Detection as Prevention
So, this is great, but how is this prevention as the account was already compromised?  In the case of this example, the POST we found was two days ago.  The key concept to understand is that even though the credentials are compromised, they are not used immediately.  In fact, we have noticed an average turnaround of six days between account compromise and account misuse.  The criminals harvesting the credentials have staff, code, and infrastructure to maintain just like the good guys, so all but the very best lack automation when it comes to actually utilizing the accounts for further phishing.  In fact, our experience has shown an organizational structure much more akin to sweatshop labor than elaborate and sophisticated technology.  Specifically, it is more economical for the criminals to pay low-wage workers to perform the mundane tasks of exploiting compromised accounts to send spam than it is to write scripts to do it.

How do we know this?  The attackers in our previous phishing attacks have all been from a few distinct geographic locations (Spain, France, and Nigeria) and have a distinct operational signature.  They use a browser plugin called "Crazy Browser" which allows a basic Internet Explorer instance to have multiple sub-windows open at the same time in one IE window.  The most likely reason to do this is for easy copy-and-paste between their personal email from which they receive orders from their criminal boss and the various webmail accounts they're logged into for the purposes of spamming.  The point is, if you need a lot of browser windows open, then you're obviously not doing a lot of scripting, and there is most certainly a human involved in the account use.

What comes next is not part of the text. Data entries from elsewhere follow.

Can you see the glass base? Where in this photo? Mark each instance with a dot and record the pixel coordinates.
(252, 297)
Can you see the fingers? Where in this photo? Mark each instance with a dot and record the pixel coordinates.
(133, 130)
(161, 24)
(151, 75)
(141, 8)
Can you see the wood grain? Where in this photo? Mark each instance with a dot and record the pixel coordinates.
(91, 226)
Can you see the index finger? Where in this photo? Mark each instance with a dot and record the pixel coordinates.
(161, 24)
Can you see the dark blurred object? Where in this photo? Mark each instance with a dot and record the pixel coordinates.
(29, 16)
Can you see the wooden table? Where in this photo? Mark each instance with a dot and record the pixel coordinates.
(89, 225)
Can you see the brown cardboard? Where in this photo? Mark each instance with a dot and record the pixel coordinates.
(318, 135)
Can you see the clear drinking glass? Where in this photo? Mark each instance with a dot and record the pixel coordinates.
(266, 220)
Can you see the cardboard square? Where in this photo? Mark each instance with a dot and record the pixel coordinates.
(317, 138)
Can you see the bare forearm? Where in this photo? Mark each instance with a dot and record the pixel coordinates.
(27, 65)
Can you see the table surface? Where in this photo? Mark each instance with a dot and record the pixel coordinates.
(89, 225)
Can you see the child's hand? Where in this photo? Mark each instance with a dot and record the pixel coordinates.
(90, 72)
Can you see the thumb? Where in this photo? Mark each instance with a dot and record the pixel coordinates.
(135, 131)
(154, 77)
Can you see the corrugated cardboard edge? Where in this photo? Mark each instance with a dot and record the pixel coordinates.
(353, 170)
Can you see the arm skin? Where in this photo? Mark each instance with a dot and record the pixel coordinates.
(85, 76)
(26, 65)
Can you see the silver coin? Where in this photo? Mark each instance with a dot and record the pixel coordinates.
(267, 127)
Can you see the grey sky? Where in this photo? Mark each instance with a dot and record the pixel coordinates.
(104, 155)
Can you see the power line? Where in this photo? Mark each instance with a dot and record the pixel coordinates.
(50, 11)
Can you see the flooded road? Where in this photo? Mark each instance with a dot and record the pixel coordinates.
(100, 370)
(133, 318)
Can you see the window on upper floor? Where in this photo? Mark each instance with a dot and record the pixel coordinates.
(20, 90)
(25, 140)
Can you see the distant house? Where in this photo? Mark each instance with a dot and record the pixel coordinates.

So, why is this important in shaping our IR plan?  It means that if we know it will be several days between account compromise and account misuse, we can lock down the account before it is misused with sufficiently fast detection.  Yes, the initial prevention via spam filter failed, and the coverage did not show up until a day after the phish was delivered, but from a business perspective, we were able to detect the compromise in time to prevent it from becoming a problem for the business.  ELSA enhances our detection abilities by letting us retroactively investigate phishes based on new leads.

I'm not the first to suggest that detection is the new prevention, but I think it's important to use examples to show how the two are intertwined, and what that means for the business.  Specifically, it means that visibility and analytics are more valuable than (or at least necessary alongside) traditional preventative measures, and we as security professionals need to arm our orgs with the tactical resources to provide these capabilities.